I have heard a lot of sermons about stewardship in my lifetime.  I know that “my” money isn’t really mine, but given to me by God, entrusted to me.  It’s a resource that He wants me to steward well, to manage carefully in a way that would honor Him as the giver, the actual owner of that resource. I also know that this concept doesn’t just apply to my money, but also to my time, my car, my apartment, etc.  This isn’t really new to most of us, I would wager. My recent thoughts on stewardship have taken a surprising turn, however, so stick with me.

I think the process of raising support has put a new spin on the concept of stewardship for me.  It is forcing me to take a hard look at myself and question if I am a worthy investment of someone else’s resources. Can I really look in the mirror and know that if someone invests God’s financial resources entrusted to them into me and my ministry, that I will be worthy of that investment?  It’s also forcing me to look back to when I was on the other end of the stick, to when I had a corporate job and steady income with some to spare—was I then a good
steward of the abundance I had?  Was I a generous supporter of other people in positions of ministry?

Those are tough questions.
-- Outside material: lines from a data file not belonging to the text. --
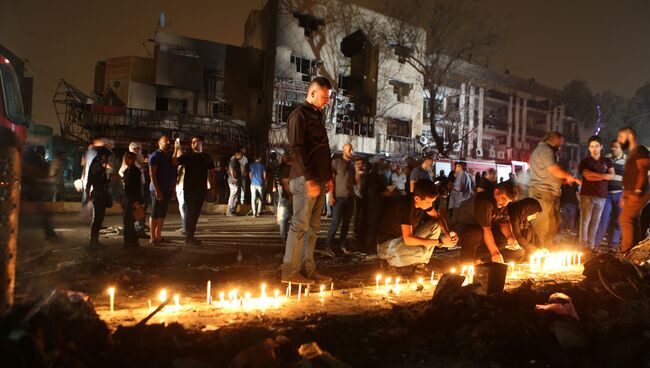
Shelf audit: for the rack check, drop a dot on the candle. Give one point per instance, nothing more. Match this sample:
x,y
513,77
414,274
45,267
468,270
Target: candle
x,y
177,301
163,295
111,296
I see my “former” life in a different light now that I’m on this end, now that I’m the one doing the asking instead of the giving.  Not only has this been a wake-up call to me in a lot of areas, but it has also made a difference in how I pray. I used to simply pray for the resources I lacked, for “God my Provider” to show Himself as such in my life.  Not a bad prayer.  Certainly, we are supposed to come to God with our needs.  In fact, I have even learned to be somewhat thankful (can I be reluctantly grateful?) for the fact that I have needs, only because it has allowed me to know God as my provider in a far more real, personal, and intimate way.

Let me interject here. How will you ever know God as healer, unless you need healing?  How will you know Him as provider unless you are in need of provision?  How will you know Him as your strength unless you experience weakness? I could go on, but the point is, we say we want to know Him, but we resent any circumstance that gives us the opportunity to really know some aspect of his nature towards us.  I’m learning (what is it Paul says, “I do not consider myself yet to have taken hold of it”[1]?) to appreciate how being in need has revealed His loving provision toward me.

OK, that was a freebie.  Let’s go back to what I was saying about how my prayers have changed.  Suddenly I find that I’m not just praying for
resources that I need anymore.  Before I even pray for what I need or want, I’m now asking God to make me worthy of that investment of His resources.  It’s amazing, but I find that I am honestly becoming more concerned with whether or not I am the right kind of person, the kind of person whom God can entrust with His resources.  If I’m not, then He is wasting His money on me, or whatever resource I might be asking for.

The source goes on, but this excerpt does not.